Ayşe Yeniden Tatile Çıksın

18 Temmuz 2018 Çarşamba

Önümüzdeki Cuma günü 20 Temmuz 1974 Kıbrıs Barış Harekâtı´nın 44. Yıldönümü. Bilindiği gibi Yunan Cuntası 15 Temmuz 1974´te Makarios´a karşı bir darbe yapmış, Adanın Yunanistan´a bağlanması anlamına gelen ?Enosis´i bir an önce gerçekleştirmeyi hedeflemişti. Aslında Makarios da hızlı bir Enosis taraftarıydı ama cuntadan yöntem açısından ayrılıyorlardı. Cunta bu yöntem farklılığını ortadan kaldırmak için darbe yapma yoluna gitti. Rum tarafının Türklere uyguladığı zulümlerin yanında bardağı taşıran bu gelişmeyle birlikte Türkiye ani bir kararla her türlü riski göze alarak garantörlükten doğan hakkını kullandı. Adaya müdahale etti. Bu harekâtla birlikte aslında sorun bizim açımızdan son bulmuştu. Devamında yaşanan gelişmeler Kıbrıs´ta elde ettiğimiz o başarılı sonuca rağmen kazanımlarımızı koruyamadığımız bir noktaya geldi, dayandı. Özellikle AB´ye aday ülke ilan edildiğimiz 11 Aralık 1999 Helsinki Zirvesi ile başlayan süreçte Batılıların istediği şekilde bir çözüm önümüze ana şart olarak konuldu.

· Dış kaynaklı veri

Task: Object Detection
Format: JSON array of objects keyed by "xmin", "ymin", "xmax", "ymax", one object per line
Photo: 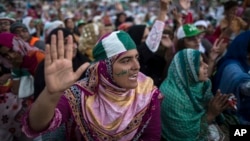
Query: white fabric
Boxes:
[
  {"xmin": 194, "ymin": 20, "xmax": 208, "ymax": 28},
  {"xmin": 176, "ymin": 26, "xmax": 186, "ymax": 39},
  {"xmin": 23, "ymin": 17, "xmax": 36, "ymax": 34},
  {"xmin": 102, "ymin": 31, "xmax": 127, "ymax": 58},
  {"xmin": 146, "ymin": 20, "xmax": 165, "ymax": 52}
]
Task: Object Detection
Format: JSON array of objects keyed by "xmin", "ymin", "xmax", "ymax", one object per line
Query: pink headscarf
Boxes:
[{"xmin": 0, "ymin": 32, "xmax": 39, "ymax": 56}]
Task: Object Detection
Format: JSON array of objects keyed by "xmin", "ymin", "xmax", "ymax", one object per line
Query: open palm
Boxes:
[{"xmin": 44, "ymin": 31, "xmax": 89, "ymax": 94}]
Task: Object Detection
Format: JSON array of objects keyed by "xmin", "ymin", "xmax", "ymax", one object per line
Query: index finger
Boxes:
[{"xmin": 65, "ymin": 35, "xmax": 74, "ymax": 60}]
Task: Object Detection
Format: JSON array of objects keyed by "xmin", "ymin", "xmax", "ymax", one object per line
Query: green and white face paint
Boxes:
[{"xmin": 115, "ymin": 70, "xmax": 128, "ymax": 77}]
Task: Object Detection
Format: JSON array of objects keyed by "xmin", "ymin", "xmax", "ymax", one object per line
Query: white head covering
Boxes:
[
  {"xmin": 194, "ymin": 20, "xmax": 208, "ymax": 28},
  {"xmin": 23, "ymin": 16, "xmax": 36, "ymax": 34}
]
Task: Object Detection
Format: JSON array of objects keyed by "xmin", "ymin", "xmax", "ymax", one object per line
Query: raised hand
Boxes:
[
  {"xmin": 44, "ymin": 31, "xmax": 89, "ymax": 94},
  {"xmin": 207, "ymin": 90, "xmax": 230, "ymax": 120}
]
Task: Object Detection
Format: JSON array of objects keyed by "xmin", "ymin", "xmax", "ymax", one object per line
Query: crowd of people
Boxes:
[{"xmin": 0, "ymin": 0, "xmax": 250, "ymax": 141}]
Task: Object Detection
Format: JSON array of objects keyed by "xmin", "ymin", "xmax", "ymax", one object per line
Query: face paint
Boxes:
[{"xmin": 115, "ymin": 70, "xmax": 128, "ymax": 76}]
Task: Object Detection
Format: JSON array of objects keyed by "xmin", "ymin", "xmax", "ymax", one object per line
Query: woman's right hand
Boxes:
[
  {"xmin": 44, "ymin": 31, "xmax": 89, "ymax": 94},
  {"xmin": 207, "ymin": 90, "xmax": 230, "ymax": 122}
]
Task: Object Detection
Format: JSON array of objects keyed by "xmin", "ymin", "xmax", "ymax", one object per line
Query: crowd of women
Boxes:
[{"xmin": 0, "ymin": 0, "xmax": 250, "ymax": 141}]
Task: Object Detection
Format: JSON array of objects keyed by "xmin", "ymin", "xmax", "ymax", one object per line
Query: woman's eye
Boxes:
[{"xmin": 122, "ymin": 59, "xmax": 129, "ymax": 63}]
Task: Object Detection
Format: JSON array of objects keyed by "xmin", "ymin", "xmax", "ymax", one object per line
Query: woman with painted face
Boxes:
[
  {"xmin": 23, "ymin": 31, "xmax": 162, "ymax": 141},
  {"xmin": 160, "ymin": 49, "xmax": 234, "ymax": 141}
]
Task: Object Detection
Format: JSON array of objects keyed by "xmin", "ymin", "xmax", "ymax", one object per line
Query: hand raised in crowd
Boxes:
[
  {"xmin": 209, "ymin": 38, "xmax": 228, "ymax": 61},
  {"xmin": 161, "ymin": 34, "xmax": 173, "ymax": 48},
  {"xmin": 161, "ymin": 0, "xmax": 171, "ymax": 9},
  {"xmin": 172, "ymin": 8, "xmax": 183, "ymax": 27},
  {"xmin": 207, "ymin": 90, "xmax": 231, "ymax": 122},
  {"xmin": 44, "ymin": 31, "xmax": 89, "ymax": 94}
]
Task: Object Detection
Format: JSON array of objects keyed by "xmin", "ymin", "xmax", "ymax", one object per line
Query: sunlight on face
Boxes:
[{"xmin": 113, "ymin": 49, "xmax": 140, "ymax": 89}]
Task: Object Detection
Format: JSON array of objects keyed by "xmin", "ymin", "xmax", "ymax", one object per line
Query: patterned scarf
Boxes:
[
  {"xmin": 65, "ymin": 53, "xmax": 156, "ymax": 141},
  {"xmin": 160, "ymin": 49, "xmax": 212, "ymax": 141}
]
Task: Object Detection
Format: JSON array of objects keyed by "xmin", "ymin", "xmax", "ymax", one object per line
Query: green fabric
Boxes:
[
  {"xmin": 93, "ymin": 31, "xmax": 136, "ymax": 61},
  {"xmin": 160, "ymin": 49, "xmax": 213, "ymax": 141}
]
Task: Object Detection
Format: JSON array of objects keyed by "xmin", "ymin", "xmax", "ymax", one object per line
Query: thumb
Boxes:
[{"xmin": 75, "ymin": 62, "xmax": 90, "ymax": 80}]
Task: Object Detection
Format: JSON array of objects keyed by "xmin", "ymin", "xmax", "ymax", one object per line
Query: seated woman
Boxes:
[
  {"xmin": 160, "ymin": 49, "xmax": 234, "ymax": 141},
  {"xmin": 213, "ymin": 31, "xmax": 250, "ymax": 125},
  {"xmin": 23, "ymin": 31, "xmax": 161, "ymax": 141},
  {"xmin": 0, "ymin": 63, "xmax": 32, "ymax": 141}
]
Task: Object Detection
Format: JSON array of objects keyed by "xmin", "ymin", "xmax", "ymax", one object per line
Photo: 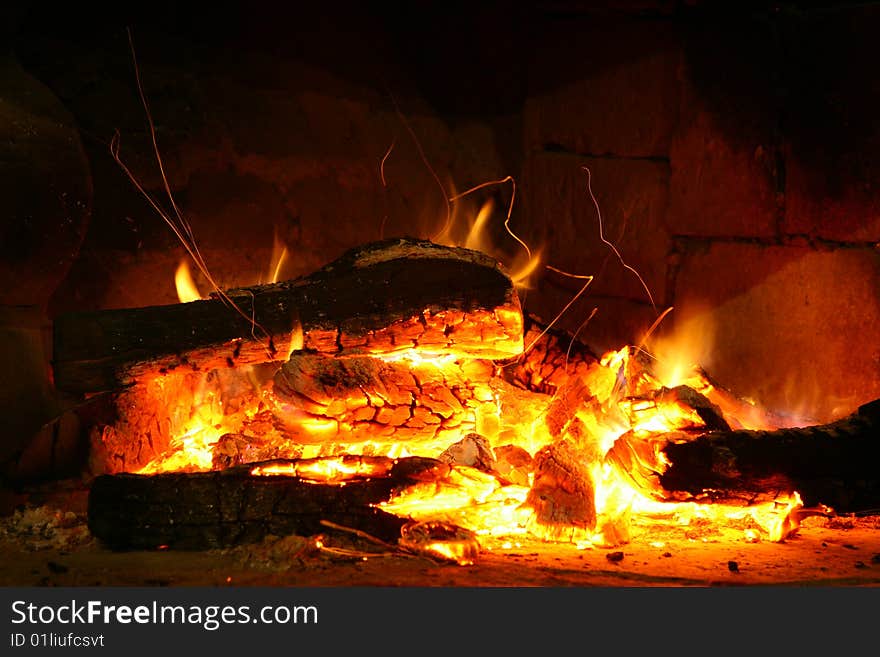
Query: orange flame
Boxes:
[{"xmin": 174, "ymin": 260, "xmax": 202, "ymax": 303}]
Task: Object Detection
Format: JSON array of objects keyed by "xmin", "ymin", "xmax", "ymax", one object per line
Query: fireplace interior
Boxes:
[{"xmin": 0, "ymin": 0, "xmax": 880, "ymax": 586}]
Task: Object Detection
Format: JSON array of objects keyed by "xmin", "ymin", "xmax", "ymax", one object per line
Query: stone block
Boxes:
[{"xmin": 674, "ymin": 243, "xmax": 880, "ymax": 420}]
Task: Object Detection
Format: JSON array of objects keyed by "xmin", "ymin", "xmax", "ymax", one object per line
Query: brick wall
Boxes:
[{"xmin": 521, "ymin": 3, "xmax": 880, "ymax": 418}]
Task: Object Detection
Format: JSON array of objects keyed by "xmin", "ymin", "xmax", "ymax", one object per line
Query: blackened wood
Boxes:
[
  {"xmin": 88, "ymin": 457, "xmax": 448, "ymax": 550},
  {"xmin": 53, "ymin": 239, "xmax": 522, "ymax": 392},
  {"xmin": 609, "ymin": 400, "xmax": 880, "ymax": 513}
]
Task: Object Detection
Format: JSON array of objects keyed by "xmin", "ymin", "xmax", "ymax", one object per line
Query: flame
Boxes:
[
  {"xmin": 140, "ymin": 233, "xmax": 816, "ymax": 564},
  {"xmin": 174, "ymin": 259, "xmax": 202, "ymax": 303}
]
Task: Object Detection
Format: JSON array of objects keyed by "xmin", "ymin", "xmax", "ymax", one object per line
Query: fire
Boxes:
[{"xmin": 174, "ymin": 260, "xmax": 202, "ymax": 303}]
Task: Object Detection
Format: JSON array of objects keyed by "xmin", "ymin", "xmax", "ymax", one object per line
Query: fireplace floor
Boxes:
[{"xmin": 0, "ymin": 492, "xmax": 880, "ymax": 586}]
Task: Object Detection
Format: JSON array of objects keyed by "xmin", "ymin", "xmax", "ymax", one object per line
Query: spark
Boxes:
[{"xmin": 110, "ymin": 28, "xmax": 272, "ymax": 351}]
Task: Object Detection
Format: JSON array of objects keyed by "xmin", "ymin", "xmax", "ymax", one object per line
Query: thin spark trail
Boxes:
[
  {"xmin": 581, "ymin": 166, "xmax": 657, "ymax": 312},
  {"xmin": 391, "ymin": 96, "xmax": 452, "ymax": 241},
  {"xmin": 449, "ymin": 176, "xmax": 532, "ymax": 262}
]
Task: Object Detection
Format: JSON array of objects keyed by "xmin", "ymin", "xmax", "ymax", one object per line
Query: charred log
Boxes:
[
  {"xmin": 54, "ymin": 239, "xmax": 522, "ymax": 392},
  {"xmin": 88, "ymin": 457, "xmax": 447, "ymax": 550},
  {"xmin": 525, "ymin": 440, "xmax": 596, "ymax": 539},
  {"xmin": 609, "ymin": 400, "xmax": 880, "ymax": 513}
]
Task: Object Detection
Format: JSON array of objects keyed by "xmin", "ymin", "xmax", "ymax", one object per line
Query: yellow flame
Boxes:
[{"xmin": 174, "ymin": 260, "xmax": 202, "ymax": 303}]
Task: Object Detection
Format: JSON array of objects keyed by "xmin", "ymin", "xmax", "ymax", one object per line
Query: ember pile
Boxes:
[{"xmin": 55, "ymin": 239, "xmax": 880, "ymax": 563}]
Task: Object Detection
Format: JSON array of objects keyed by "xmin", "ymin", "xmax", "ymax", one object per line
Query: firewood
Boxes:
[
  {"xmin": 88, "ymin": 457, "xmax": 447, "ymax": 550},
  {"xmin": 53, "ymin": 239, "xmax": 523, "ymax": 392},
  {"xmin": 608, "ymin": 400, "xmax": 880, "ymax": 513}
]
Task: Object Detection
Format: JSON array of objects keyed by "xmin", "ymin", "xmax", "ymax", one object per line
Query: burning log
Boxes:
[
  {"xmin": 53, "ymin": 239, "xmax": 523, "ymax": 393},
  {"xmin": 608, "ymin": 400, "xmax": 880, "ymax": 513},
  {"xmin": 88, "ymin": 456, "xmax": 447, "ymax": 550},
  {"xmin": 525, "ymin": 440, "xmax": 596, "ymax": 540},
  {"xmin": 274, "ymin": 352, "xmax": 496, "ymax": 446}
]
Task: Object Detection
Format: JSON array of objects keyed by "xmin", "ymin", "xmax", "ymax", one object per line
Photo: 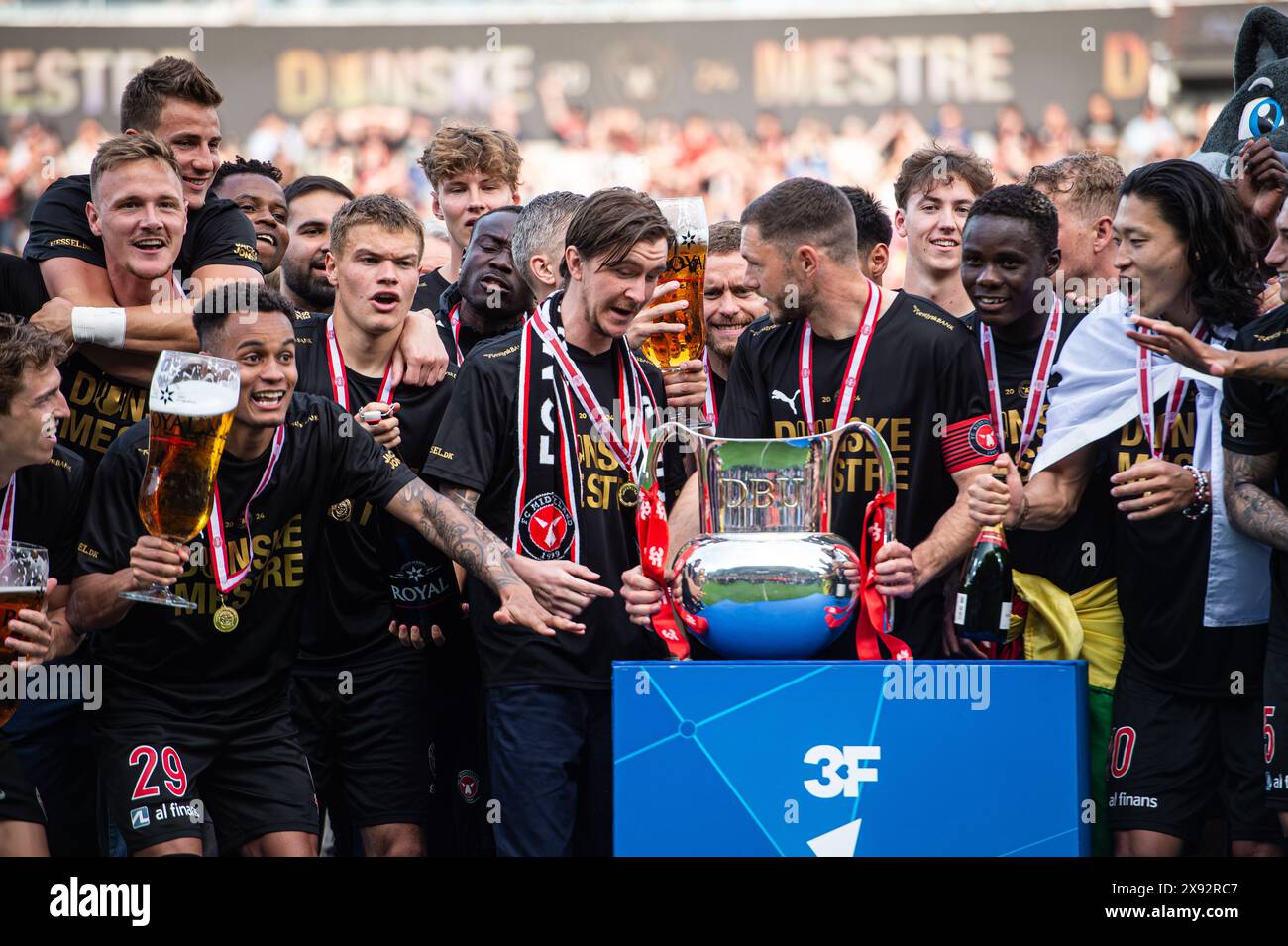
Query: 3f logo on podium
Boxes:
[{"xmin": 803, "ymin": 745, "xmax": 881, "ymax": 798}]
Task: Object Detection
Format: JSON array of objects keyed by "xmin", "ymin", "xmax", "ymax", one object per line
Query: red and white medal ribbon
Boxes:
[
  {"xmin": 447, "ymin": 302, "xmax": 465, "ymax": 365},
  {"xmin": 1136, "ymin": 319, "xmax": 1207, "ymax": 460},
  {"xmin": 702, "ymin": 349, "xmax": 720, "ymax": 426},
  {"xmin": 800, "ymin": 280, "xmax": 881, "ymax": 434},
  {"xmin": 326, "ymin": 315, "xmax": 394, "ymax": 410},
  {"xmin": 206, "ymin": 425, "xmax": 286, "ymax": 594},
  {"xmin": 531, "ymin": 313, "xmax": 652, "ymax": 485},
  {"xmin": 979, "ymin": 298, "xmax": 1061, "ymax": 464},
  {"xmin": 0, "ymin": 472, "xmax": 18, "ymax": 546}
]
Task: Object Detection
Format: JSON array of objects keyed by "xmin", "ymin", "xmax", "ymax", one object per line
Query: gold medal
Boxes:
[{"xmin": 215, "ymin": 605, "xmax": 241, "ymax": 635}]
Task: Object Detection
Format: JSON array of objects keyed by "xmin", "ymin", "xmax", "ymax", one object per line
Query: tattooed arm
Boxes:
[
  {"xmin": 385, "ymin": 478, "xmax": 577, "ymax": 637},
  {"xmin": 442, "ymin": 482, "xmax": 599, "ymax": 633},
  {"xmin": 1225, "ymin": 451, "xmax": 1288, "ymax": 551}
]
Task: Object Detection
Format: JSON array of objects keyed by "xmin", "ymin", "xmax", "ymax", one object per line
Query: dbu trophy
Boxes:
[{"xmin": 644, "ymin": 421, "xmax": 896, "ymax": 659}]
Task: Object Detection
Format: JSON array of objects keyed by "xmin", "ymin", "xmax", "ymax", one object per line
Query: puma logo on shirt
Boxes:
[{"xmin": 769, "ymin": 387, "xmax": 802, "ymax": 414}]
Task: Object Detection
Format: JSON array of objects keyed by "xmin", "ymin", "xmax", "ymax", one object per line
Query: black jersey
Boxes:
[
  {"xmin": 1108, "ymin": 382, "xmax": 1266, "ymax": 697},
  {"xmin": 80, "ymin": 394, "xmax": 415, "ymax": 721},
  {"xmin": 425, "ymin": 325, "xmax": 684, "ymax": 689},
  {"xmin": 295, "ymin": 318, "xmax": 460, "ymax": 674},
  {"xmin": 965, "ymin": 309, "xmax": 1115, "ymax": 594}
]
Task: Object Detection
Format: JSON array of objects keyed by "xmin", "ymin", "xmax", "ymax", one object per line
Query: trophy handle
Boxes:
[
  {"xmin": 640, "ymin": 421, "xmax": 700, "ymax": 493},
  {"xmin": 823, "ymin": 421, "xmax": 898, "ymax": 635}
]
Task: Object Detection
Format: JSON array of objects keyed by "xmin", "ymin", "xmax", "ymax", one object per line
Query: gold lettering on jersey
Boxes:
[
  {"xmin": 174, "ymin": 513, "xmax": 304, "ymax": 615},
  {"xmin": 58, "ymin": 370, "xmax": 149, "ymax": 453},
  {"xmin": 1115, "ymin": 409, "xmax": 1194, "ymax": 473},
  {"xmin": 774, "ymin": 417, "xmax": 916, "ymax": 493},
  {"xmin": 912, "ymin": 302, "xmax": 957, "ymax": 332}
]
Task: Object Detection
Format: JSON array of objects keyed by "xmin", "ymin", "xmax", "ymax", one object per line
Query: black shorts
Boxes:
[
  {"xmin": 94, "ymin": 708, "xmax": 318, "ymax": 853},
  {"xmin": 0, "ymin": 732, "xmax": 46, "ymax": 825},
  {"xmin": 1259, "ymin": 649, "xmax": 1288, "ymax": 811},
  {"xmin": 291, "ymin": 651, "xmax": 430, "ymax": 827},
  {"xmin": 1108, "ymin": 674, "xmax": 1283, "ymax": 843}
]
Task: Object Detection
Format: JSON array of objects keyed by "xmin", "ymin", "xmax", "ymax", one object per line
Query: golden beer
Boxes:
[
  {"xmin": 0, "ymin": 542, "xmax": 49, "ymax": 726},
  {"xmin": 139, "ymin": 391, "xmax": 236, "ymax": 542},
  {"xmin": 121, "ymin": 352, "xmax": 241, "ymax": 610},
  {"xmin": 640, "ymin": 197, "xmax": 708, "ymax": 373}
]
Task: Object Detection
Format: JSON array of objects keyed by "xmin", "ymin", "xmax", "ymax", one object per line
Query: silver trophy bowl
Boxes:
[{"xmin": 644, "ymin": 421, "xmax": 896, "ymax": 661}]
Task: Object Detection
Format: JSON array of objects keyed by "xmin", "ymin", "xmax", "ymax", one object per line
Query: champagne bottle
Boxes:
[{"xmin": 953, "ymin": 464, "xmax": 1014, "ymax": 644}]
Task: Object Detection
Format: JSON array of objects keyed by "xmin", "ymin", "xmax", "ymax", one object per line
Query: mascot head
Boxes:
[{"xmin": 1190, "ymin": 6, "xmax": 1288, "ymax": 177}]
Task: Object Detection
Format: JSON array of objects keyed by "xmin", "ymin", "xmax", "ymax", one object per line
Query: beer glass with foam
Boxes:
[
  {"xmin": 121, "ymin": 352, "xmax": 241, "ymax": 610},
  {"xmin": 640, "ymin": 197, "xmax": 709, "ymax": 374},
  {"xmin": 0, "ymin": 541, "xmax": 49, "ymax": 726}
]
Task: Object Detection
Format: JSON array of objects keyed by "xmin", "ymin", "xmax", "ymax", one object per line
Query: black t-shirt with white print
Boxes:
[
  {"xmin": 1221, "ymin": 305, "xmax": 1288, "ymax": 655},
  {"xmin": 963, "ymin": 309, "xmax": 1115, "ymax": 594},
  {"xmin": 78, "ymin": 394, "xmax": 415, "ymax": 722},
  {"xmin": 295, "ymin": 318, "xmax": 460, "ymax": 675},
  {"xmin": 22, "ymin": 173, "xmax": 261, "ymax": 280},
  {"xmin": 0, "ymin": 444, "xmax": 90, "ymax": 588},
  {"xmin": 1108, "ymin": 382, "xmax": 1266, "ymax": 699},
  {"xmin": 720, "ymin": 292, "xmax": 997, "ymax": 659},
  {"xmin": 425, "ymin": 303, "xmax": 684, "ymax": 689}
]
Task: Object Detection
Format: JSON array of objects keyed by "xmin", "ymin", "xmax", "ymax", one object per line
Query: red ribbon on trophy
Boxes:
[
  {"xmin": 635, "ymin": 482, "xmax": 705, "ymax": 661},
  {"xmin": 841, "ymin": 491, "xmax": 912, "ymax": 661}
]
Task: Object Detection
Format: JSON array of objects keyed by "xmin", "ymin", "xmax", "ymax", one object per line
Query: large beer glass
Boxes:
[
  {"xmin": 640, "ymin": 197, "xmax": 708, "ymax": 374},
  {"xmin": 121, "ymin": 352, "xmax": 241, "ymax": 610},
  {"xmin": 0, "ymin": 542, "xmax": 49, "ymax": 726}
]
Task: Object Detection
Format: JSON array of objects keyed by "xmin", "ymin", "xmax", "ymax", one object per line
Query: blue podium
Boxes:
[{"xmin": 613, "ymin": 661, "xmax": 1095, "ymax": 857}]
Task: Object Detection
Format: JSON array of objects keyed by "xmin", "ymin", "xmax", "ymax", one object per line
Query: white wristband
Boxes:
[{"xmin": 72, "ymin": 305, "xmax": 125, "ymax": 349}]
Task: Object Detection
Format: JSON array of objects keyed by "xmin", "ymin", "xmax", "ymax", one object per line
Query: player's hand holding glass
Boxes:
[
  {"xmin": 0, "ymin": 541, "xmax": 49, "ymax": 726},
  {"xmin": 121, "ymin": 352, "xmax": 241, "ymax": 610}
]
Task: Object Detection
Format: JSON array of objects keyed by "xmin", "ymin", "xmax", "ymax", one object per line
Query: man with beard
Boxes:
[
  {"xmin": 969, "ymin": 160, "xmax": 1282, "ymax": 857},
  {"xmin": 438, "ymin": 205, "xmax": 532, "ymax": 366},
  {"xmin": 702, "ymin": 220, "xmax": 765, "ymax": 423},
  {"xmin": 894, "ymin": 145, "xmax": 993, "ymax": 318},
  {"xmin": 841, "ymin": 186, "xmax": 894, "ymax": 285},
  {"xmin": 68, "ymin": 282, "xmax": 577, "ymax": 856},
  {"xmin": 282, "ymin": 175, "xmax": 353, "ymax": 315},
  {"xmin": 415, "ymin": 125, "xmax": 523, "ymax": 311},
  {"xmin": 963, "ymin": 184, "xmax": 1124, "ymax": 855},
  {"xmin": 425, "ymin": 188, "xmax": 680, "ymax": 856},
  {"xmin": 623, "ymin": 177, "xmax": 997, "ymax": 659},
  {"xmin": 210, "ymin": 155, "xmax": 290, "ymax": 275}
]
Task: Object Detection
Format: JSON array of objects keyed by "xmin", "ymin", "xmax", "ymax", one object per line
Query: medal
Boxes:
[
  {"xmin": 979, "ymin": 298, "xmax": 1061, "ymax": 466},
  {"xmin": 1136, "ymin": 319, "xmax": 1207, "ymax": 460},
  {"xmin": 206, "ymin": 426, "xmax": 286, "ymax": 602},
  {"xmin": 326, "ymin": 315, "xmax": 394, "ymax": 411},
  {"xmin": 214, "ymin": 605, "xmax": 241, "ymax": 635},
  {"xmin": 800, "ymin": 280, "xmax": 881, "ymax": 434}
]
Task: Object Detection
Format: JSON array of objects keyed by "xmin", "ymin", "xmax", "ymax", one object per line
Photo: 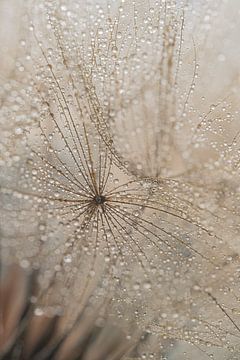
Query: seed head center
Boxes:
[{"xmin": 94, "ymin": 195, "xmax": 106, "ymax": 205}]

Bunun yanında asıl kırılma ise 17 Aralık 2004 tarihinde AB´ye üyelik müzakerelerinin başlaması kararı ile yaşandı. Hükümet AB üyeliği yolunda Kıbrıs´ı sorun olarak görmeye başladı. Kıbrıs bir an önce çözülmeli ve Türkiye´nin AB ilişkilerine zarar vermemeliydi. İşte o günden bugüne Kıbrıs´ta mevzi kaybetmeye devam ediyoruz. Maddi-manevi güvenliğimizin tehdit altında olduğu gerçeğine olması gereken dikkati gösteremiyoruz. Gerek 2004 Annan Planı ile ortaya çıkan manzara gerek ise şimdiki BM Genel Sekreteri Guterres´in adadaki varlığımızı ortadan kaldıracak tekliflerle olaya yaklaşması Türkiye´de maalesef olması gerektiği gibi tartışılmıyor.

 

 Biliyorsunuz, hükümetler göreve başladıklarında ilk ziyaretlerini Azerbaycan ve Kıbrıs´a yapıyorlar. Sembolik de olsa bu ziyaretler elbette önemlidir. Ancak gel gör ki, bu gidişler duygusal açıdan bizlere heyecan verirken, gerçekte oralarda hangi sıkıntıların yaşandığı noktasında bilgi sahibi olmamızın önüne de set oluyor. Şu gerçeği unutmayalım ki, Türkiye için iki hayati yer var; birincisi Kıbrıs, ikincisi ise Hatay´dır. Kıbrıs Akdeniz´deki güvenliğimiz açısından can damarımız, Hatay ise BOP çerçevesinde Ortadoğu´daki haritaların yeniden çizilmesinin önündeki en büyük ve en önemli engeldir.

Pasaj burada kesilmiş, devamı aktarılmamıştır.